Wednesday, May 06, 2009

Must be able to prioritize multiple tasks and manage time efficiently

A description for a "Lean Champion" position appeared in my email inbox this morning and one requirement stood out:

Must be able to prioritize multiple tasks and manage time efficiently.

Nothing new or unusual about that, and that seems to be the requirement for almost all jobs, and I am quite used to that, but I suddenly realized that it does not sit right with me. I have spent decades doing that, but is it really the best way to go, at least for some of us?

Rarely do I have only one task in front of me, but the truth is that it usually makes much more sense to tackle tasks in an opportunistic manner to optimize over the long run and do each piece of work when you feel most effective at tackling that piece rather than focus or obsess on which task is top "priority" at the moment. Sure, sometimes there are tasks that need to get done in the very near term, but the goal should be to avoid being in such a position where short-term "firefighting" is the norm.
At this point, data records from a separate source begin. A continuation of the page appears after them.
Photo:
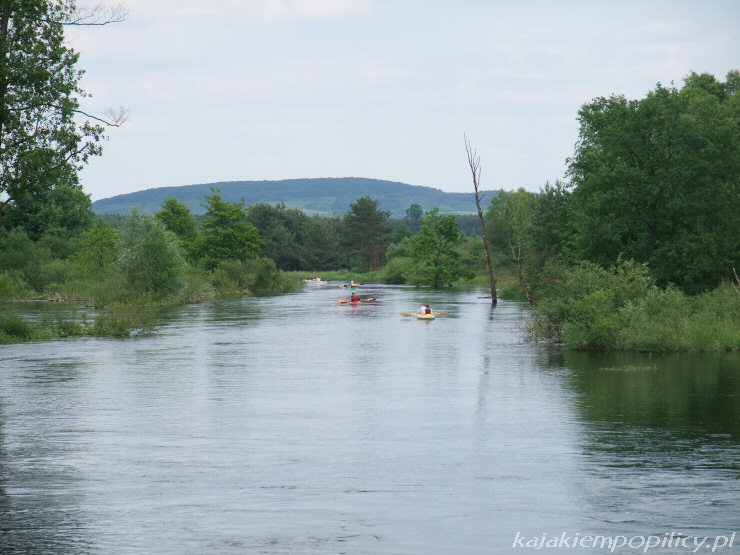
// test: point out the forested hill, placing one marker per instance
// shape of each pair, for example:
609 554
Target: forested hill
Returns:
325 196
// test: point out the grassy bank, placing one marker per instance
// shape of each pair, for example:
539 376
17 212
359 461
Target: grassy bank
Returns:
106 305
589 308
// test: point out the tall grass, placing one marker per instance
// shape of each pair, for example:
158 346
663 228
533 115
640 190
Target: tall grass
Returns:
590 308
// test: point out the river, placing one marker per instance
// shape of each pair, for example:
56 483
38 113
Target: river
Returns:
295 424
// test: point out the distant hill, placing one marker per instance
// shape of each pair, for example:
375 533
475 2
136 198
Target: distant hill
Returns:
325 196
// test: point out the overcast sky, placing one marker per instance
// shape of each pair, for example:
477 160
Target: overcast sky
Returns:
228 90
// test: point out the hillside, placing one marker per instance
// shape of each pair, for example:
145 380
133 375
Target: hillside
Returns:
325 196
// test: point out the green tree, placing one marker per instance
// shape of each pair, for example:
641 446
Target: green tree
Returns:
436 255
322 244
227 235
657 180
178 219
151 258
367 234
45 138
98 247
414 213
281 232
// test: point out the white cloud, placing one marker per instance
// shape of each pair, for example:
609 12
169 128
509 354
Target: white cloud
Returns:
271 89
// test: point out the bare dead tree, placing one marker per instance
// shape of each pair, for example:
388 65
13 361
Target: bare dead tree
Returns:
98 14
474 162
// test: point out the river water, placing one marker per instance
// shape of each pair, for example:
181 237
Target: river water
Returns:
294 424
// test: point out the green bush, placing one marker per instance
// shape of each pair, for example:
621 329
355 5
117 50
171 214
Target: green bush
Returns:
13 285
580 306
395 270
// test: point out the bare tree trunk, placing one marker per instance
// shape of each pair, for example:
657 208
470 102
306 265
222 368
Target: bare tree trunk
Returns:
474 161
516 256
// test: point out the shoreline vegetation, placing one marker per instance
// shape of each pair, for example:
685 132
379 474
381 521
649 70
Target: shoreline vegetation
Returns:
636 251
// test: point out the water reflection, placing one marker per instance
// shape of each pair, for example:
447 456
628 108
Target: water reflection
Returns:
298 425
661 440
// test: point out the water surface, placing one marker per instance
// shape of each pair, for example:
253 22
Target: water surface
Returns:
294 424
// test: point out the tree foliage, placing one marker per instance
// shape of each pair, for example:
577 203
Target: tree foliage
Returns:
367 234
178 219
657 180
226 235
45 138
511 225
151 258
436 255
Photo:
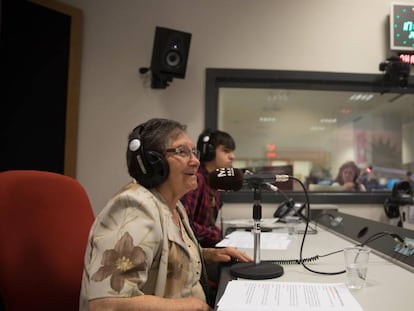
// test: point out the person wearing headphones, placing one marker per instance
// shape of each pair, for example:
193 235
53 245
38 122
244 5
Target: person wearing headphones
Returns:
142 253
203 203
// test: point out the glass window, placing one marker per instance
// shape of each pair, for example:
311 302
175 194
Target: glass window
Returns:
321 125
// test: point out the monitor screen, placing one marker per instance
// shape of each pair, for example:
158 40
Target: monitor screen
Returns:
402 27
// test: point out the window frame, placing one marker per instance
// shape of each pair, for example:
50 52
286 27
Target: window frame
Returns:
217 78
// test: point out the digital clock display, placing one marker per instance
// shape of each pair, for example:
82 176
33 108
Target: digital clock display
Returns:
402 27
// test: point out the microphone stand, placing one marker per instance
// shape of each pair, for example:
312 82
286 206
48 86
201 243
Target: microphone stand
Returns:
257 270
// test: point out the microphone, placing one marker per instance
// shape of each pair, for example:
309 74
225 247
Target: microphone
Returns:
234 178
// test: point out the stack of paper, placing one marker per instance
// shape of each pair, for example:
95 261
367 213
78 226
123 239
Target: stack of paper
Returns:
242 295
244 239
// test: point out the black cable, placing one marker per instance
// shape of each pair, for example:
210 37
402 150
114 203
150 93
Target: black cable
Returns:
306 231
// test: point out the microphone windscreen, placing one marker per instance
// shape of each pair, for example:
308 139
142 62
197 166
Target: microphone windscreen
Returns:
226 179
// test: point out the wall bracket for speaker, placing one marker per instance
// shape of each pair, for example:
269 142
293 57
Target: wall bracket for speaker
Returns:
158 80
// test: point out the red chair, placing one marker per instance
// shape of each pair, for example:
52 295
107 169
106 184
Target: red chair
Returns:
44 225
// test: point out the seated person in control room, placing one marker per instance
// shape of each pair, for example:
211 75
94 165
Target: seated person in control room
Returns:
142 253
203 204
348 177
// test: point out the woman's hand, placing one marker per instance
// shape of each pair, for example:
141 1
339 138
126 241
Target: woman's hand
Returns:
224 255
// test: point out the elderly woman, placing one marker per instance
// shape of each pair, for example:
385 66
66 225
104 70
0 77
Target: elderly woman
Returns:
142 253
348 177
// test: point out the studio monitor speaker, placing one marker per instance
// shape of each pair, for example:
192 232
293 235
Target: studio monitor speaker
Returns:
170 53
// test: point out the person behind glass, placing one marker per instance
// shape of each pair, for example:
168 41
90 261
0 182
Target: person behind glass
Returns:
348 177
141 252
203 204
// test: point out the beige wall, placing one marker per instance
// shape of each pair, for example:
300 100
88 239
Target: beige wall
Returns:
314 35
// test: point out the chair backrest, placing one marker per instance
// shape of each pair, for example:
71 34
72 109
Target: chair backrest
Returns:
45 220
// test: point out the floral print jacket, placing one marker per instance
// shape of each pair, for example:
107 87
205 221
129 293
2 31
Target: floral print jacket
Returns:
134 248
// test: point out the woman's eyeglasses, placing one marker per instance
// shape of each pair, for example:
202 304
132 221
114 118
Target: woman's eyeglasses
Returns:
185 152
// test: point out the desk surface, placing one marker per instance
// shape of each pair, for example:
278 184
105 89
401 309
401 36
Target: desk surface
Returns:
388 285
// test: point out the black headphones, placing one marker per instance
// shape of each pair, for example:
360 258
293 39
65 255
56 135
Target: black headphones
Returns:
149 168
205 146
401 194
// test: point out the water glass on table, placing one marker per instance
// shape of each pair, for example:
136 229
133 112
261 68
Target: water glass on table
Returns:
356 261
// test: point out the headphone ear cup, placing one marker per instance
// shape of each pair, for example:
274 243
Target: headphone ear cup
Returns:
157 170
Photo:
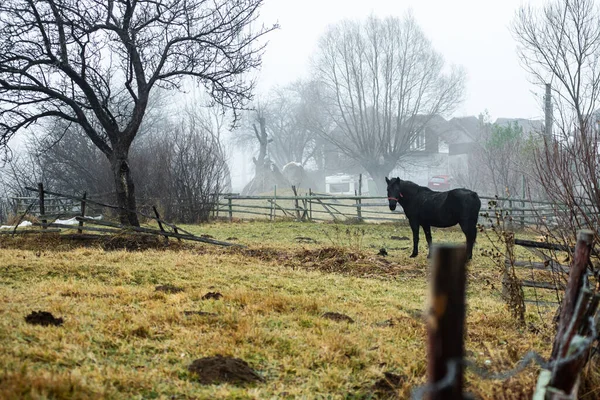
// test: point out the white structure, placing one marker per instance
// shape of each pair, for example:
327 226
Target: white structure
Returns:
345 184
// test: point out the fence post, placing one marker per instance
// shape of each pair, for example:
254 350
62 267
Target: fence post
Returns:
359 201
297 206
230 206
42 205
509 257
83 203
159 223
523 201
577 272
445 323
274 205
310 203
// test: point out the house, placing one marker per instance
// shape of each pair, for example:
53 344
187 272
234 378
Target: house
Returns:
428 155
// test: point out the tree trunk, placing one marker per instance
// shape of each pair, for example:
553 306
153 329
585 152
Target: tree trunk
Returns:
125 189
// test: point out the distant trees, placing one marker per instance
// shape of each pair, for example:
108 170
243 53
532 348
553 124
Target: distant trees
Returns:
381 82
94 65
178 162
560 44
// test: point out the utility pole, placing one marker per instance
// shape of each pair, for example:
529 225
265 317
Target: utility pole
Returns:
548 112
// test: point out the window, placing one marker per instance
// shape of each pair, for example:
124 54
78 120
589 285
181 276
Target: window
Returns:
418 143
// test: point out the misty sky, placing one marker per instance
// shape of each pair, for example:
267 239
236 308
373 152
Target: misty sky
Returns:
471 33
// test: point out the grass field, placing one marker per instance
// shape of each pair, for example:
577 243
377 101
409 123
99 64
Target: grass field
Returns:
123 339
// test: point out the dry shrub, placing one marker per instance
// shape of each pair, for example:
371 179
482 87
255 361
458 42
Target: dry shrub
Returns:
44 385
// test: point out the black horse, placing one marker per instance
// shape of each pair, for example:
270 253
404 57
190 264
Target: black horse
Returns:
426 208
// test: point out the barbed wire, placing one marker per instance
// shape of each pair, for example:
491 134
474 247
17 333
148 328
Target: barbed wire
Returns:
450 378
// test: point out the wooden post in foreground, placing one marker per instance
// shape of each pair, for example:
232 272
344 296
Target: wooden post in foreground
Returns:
576 277
310 204
83 202
162 229
445 322
359 201
42 205
577 306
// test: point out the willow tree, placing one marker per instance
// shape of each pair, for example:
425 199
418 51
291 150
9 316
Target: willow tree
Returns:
382 82
95 63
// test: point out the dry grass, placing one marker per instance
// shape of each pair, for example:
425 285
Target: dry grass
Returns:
121 338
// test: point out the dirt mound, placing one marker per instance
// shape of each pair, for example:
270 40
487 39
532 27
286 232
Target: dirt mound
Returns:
43 318
168 289
221 369
399 237
200 313
338 317
134 242
212 296
334 260
389 385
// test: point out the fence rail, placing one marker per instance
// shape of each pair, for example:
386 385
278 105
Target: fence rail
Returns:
323 207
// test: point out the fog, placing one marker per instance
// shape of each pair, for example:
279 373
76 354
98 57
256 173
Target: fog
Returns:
468 33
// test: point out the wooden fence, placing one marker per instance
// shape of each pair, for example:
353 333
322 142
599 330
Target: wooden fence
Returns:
572 345
323 207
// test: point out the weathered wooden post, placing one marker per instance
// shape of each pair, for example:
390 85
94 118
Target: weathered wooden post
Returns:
310 203
523 202
577 272
576 305
445 322
359 201
274 204
297 206
162 229
82 208
42 205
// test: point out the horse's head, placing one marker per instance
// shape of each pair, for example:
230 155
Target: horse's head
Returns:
394 191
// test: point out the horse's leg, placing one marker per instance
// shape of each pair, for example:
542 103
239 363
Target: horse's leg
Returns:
427 230
469 228
414 225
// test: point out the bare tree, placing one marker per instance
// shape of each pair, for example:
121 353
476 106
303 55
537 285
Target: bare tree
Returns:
95 63
560 44
383 82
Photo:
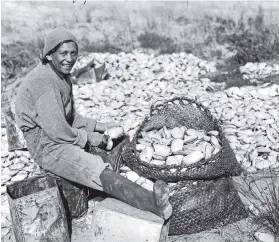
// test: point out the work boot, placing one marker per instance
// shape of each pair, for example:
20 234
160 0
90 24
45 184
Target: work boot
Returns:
156 201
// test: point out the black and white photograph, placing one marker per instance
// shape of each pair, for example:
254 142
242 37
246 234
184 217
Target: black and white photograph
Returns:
139 121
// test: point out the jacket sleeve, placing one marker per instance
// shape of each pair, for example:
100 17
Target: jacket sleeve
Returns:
52 119
80 122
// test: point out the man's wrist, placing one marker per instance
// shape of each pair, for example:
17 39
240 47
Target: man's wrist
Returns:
100 127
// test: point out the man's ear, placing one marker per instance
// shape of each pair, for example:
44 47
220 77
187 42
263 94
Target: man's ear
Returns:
48 57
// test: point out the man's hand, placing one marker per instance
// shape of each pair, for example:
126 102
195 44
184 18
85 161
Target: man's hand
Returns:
115 132
97 139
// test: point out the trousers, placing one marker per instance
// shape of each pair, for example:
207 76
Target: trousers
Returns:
67 160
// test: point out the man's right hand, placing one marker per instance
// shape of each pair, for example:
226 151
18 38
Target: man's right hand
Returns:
97 139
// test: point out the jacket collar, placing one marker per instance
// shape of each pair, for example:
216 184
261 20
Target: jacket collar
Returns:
61 75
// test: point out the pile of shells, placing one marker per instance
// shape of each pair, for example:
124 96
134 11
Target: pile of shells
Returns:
16 166
177 146
258 70
138 66
250 120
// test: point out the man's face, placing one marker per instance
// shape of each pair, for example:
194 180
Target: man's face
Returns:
64 57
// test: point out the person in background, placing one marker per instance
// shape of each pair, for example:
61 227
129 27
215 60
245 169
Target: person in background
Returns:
55 133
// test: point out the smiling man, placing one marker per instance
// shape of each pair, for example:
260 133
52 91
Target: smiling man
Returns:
56 135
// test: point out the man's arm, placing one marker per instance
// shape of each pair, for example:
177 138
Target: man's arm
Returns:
51 114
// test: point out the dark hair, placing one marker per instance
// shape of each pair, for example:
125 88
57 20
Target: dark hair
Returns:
44 60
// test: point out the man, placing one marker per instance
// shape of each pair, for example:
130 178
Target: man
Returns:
56 135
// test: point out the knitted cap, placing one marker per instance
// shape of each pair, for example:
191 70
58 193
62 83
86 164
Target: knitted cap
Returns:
55 37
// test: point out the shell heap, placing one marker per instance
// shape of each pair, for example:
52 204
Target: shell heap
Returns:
178 146
249 115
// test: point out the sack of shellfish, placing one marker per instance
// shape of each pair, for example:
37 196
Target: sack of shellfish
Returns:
179 140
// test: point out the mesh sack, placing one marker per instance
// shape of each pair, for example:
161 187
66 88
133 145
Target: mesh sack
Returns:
203 205
183 112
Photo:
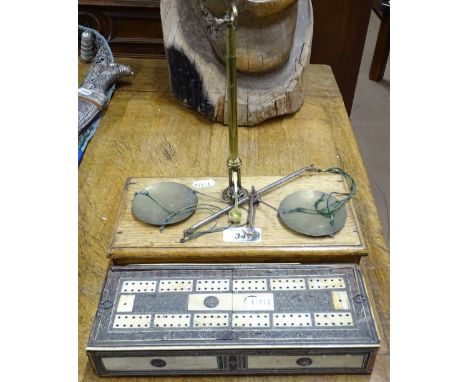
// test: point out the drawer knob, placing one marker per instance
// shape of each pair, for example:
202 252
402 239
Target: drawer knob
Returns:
158 362
304 361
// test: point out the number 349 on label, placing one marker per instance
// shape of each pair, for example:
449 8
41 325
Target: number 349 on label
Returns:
241 235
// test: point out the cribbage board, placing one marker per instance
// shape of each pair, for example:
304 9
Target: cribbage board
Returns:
233 319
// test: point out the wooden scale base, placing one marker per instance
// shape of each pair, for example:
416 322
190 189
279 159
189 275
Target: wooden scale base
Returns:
136 242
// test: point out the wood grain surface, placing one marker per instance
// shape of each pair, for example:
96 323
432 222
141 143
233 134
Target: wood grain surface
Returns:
146 133
138 242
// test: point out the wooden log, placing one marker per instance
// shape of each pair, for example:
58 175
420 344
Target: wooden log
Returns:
197 74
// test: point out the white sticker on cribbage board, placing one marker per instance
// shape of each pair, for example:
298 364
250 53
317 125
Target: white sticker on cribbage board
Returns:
203 183
292 320
238 235
138 286
175 286
208 285
132 321
249 284
340 300
211 320
231 302
251 320
287 284
126 303
253 301
333 319
326 283
172 320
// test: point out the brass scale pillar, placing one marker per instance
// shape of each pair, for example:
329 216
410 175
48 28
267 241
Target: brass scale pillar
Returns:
234 163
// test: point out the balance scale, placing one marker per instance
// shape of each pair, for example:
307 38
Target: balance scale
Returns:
157 318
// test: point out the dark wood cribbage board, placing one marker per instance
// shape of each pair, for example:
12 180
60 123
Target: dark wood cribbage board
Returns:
233 319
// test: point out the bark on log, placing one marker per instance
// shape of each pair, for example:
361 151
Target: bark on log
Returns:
198 76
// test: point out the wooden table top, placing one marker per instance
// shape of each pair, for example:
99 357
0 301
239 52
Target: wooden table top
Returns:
146 133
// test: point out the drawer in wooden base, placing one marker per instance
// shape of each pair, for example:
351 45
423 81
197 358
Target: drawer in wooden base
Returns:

Do I manage time efficiently? Usually not in any strict sense. I am much more focused on effectiveness than raw efficiency. Maybe efficiency is appealing since you can measure it more easily, but that does not mean that the organization is getting any greater value than if effectiveness was the goal.

Another way I read "Must be able to prioritize multiple tasks and manage time efficiently" is as "Must be willing to be micromanaged and work in a chaotic environment where priorities change on a daily basis." That, of course, really sucks, but is oh so typical. The boss (or even CEO) cannot get his priorities (or goals or values) straight, so he dumps everything on the underlings.

Another common interpretation for "manage time efficiently" is that the worker does not complain and always does as they are told.

Finally, although being "agile" is a good thing, treating people as if ADD was a job requirement is not such a good thing.